I see people all the time with their phone up to their ear, talking and not paying attention to the road. They’re more worried about their conversation than killing someone. Did you know that in 2013 in the U.S, there were 3,154 deaths that occurred because of distracted driving? Almost 424,000 people were injured involving a distracted driver.

Also, 10% of drivers ranging in age from 15 to 19 have been involved in fatal accidents that were reported to have been because of them texting and driving. A driver using a phone is four times more likely to crash than a driver who is actually paying attention to the road. There is a fine for almost $490 if it is being settled in a court for distracted driving. Who wants to pay $490 for something that should have never happened?

It really bugs me when I see people fixing their hair in the mirror or picking an emoji to send to a friend while they’re driving!

There is no excuse for distracted driving. If it happens, it’s your fault.

Selena Anderson, FERGUS

‘Soaked in emotion’

Dear Editor:

RE: Erin council votes to accept Nestlé Waters’ voluntary levy, April 21.

I congratulate the Erin council for accepting, or more accurately, re-instating the Nestlé Waters voluntary levy.

Mayor Allan Alls is correct. The outraged, just-say-no climate lobby is perpetually soaked in emotion while devoid of facts.

By contrast, Dr. Andreanne Simard’s review was based on both historical and technical facts while, thankfully, devoid of emotion.

Personally, I rarely use bottled water as our tap water is clean and will continue to be plentiful. I do keep a large supply of bottled water in our cold cellar.

My advice to the climate lobby is simple: if you don’t agree with bottled water, don’t buy it.

Doreen Henschel, ROCKWOOD

‘The right thing to do’

Dear Editor:

An open letter to the mayor and councillors of the Town of Erin.

I am so hoping that you will all be voting “no” to Nestlé’s “gift” on April 18. I don’t think I have ever felt more strongly or been so sure about any other decision that has been made for our town and I have lived here for 40 years.

It is simply just not the right thing to do. It is nothing but a bribe. I would be so proud of Erin if we could be the little town that stood up to Nestlé and the bottled water industry as a whole.

Besides the fact that it is the only right thing to do, it would make us famous. We would be leaders, giving other communities in Ontario, in Canada and even around the world the confidence to do the same thing.

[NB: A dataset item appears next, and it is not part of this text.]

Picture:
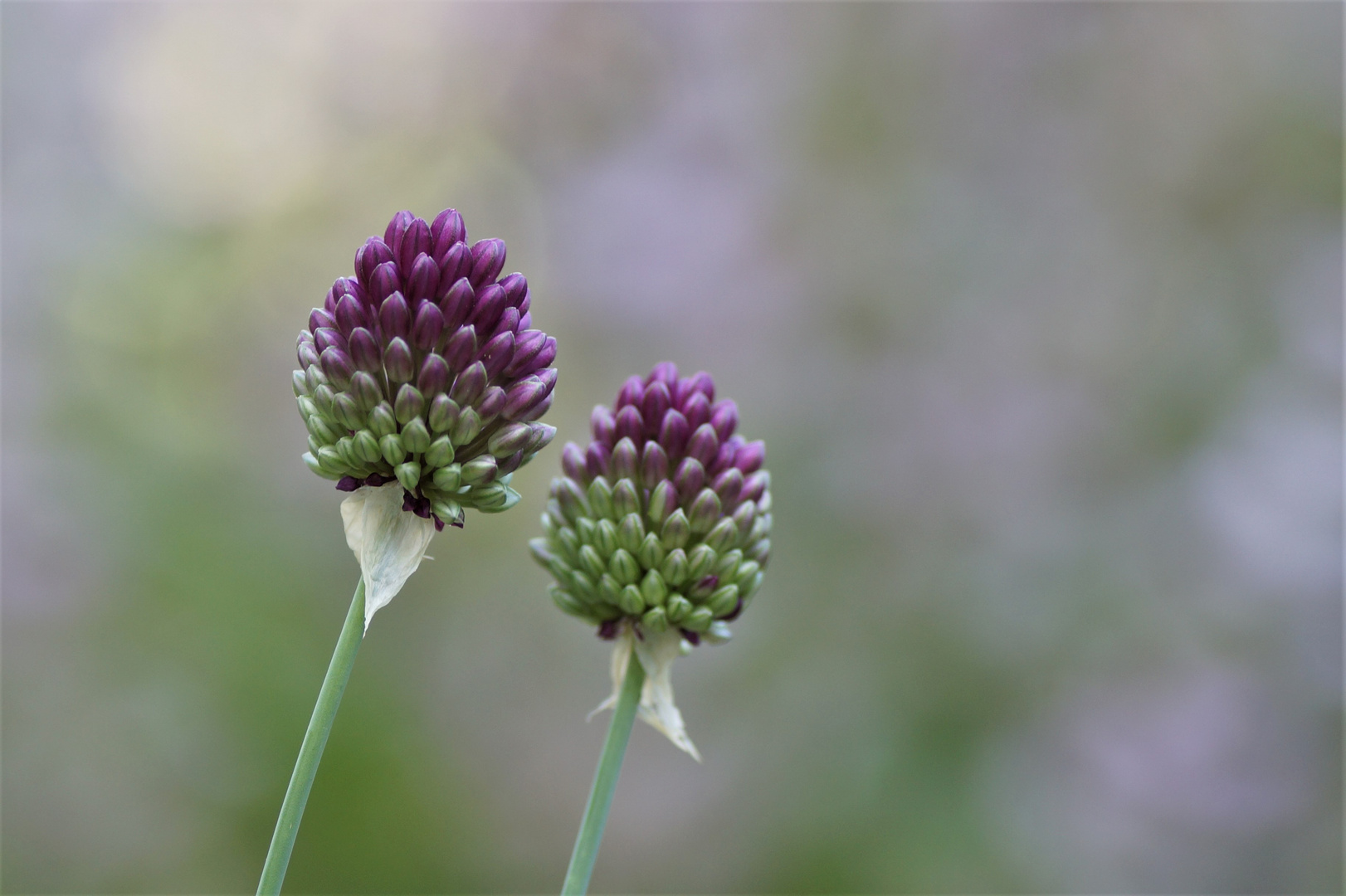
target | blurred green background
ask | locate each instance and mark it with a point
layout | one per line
(1036, 307)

It seems like such a small thing and I understand the temptation to accept their money but it is a huge, far-reaching thing.

Please be strong and do the right thing. Please vote “no.”

Jill Green, ORTON

’Pointless place’

Dear Editor:

I am a Grade 8 student at John Black Public School. I strongly disagree with the proposition that we should install WiFi in school busses. The main reason I am opposed to this is that it just sounds idiotic when you think about it. We could be spending thousands of dollars on pointless WiFi that we could be spending on better school lunches, or keeping the school itself in good condition.

If the kids find out their bus has WiFi they could be very quick to abuse it. Kids on the bus could look up things they shouldn’t, or use the WiFi so much that the bill could go off the charts.

To be honest, there isn’t really much point at all to install WiFi on buses. The trips aren’t actually that long, and we have so much to do other than watch YouTube. We can listen to music, talk to friends, play games with friends, and some kids already have data on their phone, so they don’t need WiFi anyway.

We live in a generation that spends their lives on their phones, I would know, I spend my life on electronics as well. So why do we need WiFi in such a pointless place like the bus, when we can get it everywhere else?